# anyone in need of 26inch arrows??



## lostontheice (Feb 18, 2011)

Hey guys/gals,i have a bunch(apox 2 doz) of carbon arrows that are to short for me to shoot..all about 26inch..they would be great for kids or lady hunters..most havnt been shot,some need refletched but the shafts are in great shape..price is based on a promise..if you are willing to promise that the arrows will be used to either get a young hunter shooting,or hunting,and you promise to help em shoot and take the young hunter hunting..they are free..just need to pick em up..all arrows are good up to 60#..different makers..but all just about the same size..26 to 26 1/2 inch..if you want em..let me know..thanks and good luck in the woods..few more days,and its dinner served for the kids...:evilsmile


----------



## harpo1 (Dec 6, 2007)

I have 2 nephews that are just getting started and in need of some arrows if your offer still stands.

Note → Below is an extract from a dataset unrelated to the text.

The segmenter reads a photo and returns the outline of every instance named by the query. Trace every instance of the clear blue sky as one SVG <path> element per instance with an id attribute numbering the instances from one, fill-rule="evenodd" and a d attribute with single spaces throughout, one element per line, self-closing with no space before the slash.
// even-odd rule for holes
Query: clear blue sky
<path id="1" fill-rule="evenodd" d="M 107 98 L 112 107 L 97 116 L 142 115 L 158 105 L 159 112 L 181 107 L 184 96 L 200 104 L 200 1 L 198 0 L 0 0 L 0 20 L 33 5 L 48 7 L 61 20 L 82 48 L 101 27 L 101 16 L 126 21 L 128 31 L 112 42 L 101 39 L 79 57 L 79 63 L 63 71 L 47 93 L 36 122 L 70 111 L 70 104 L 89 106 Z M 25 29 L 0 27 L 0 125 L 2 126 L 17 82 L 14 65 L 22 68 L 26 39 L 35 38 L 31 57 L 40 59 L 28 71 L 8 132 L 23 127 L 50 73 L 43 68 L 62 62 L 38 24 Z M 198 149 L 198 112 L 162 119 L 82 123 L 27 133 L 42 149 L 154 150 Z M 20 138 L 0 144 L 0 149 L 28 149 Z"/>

PS: I live just south of Midland and will PM you if you still have the arrows.


----------



## IamNotGoodAtHuntingYet (Sep 25, 2011)

I am in my second year hunting. I have a crossbow I used last year, but just bought a Bear Odyssey II youth Compound Bow because it seemed like it would be more of a challenge.

I got measured yesterday and the guy says I need 26' arrows (I am only 5'6") So if you still have any of those they would be useful since I am really broke right now and can't afford to buy arrows at the moment.

I live In Grand Blanc, but work in Clarkston.


----------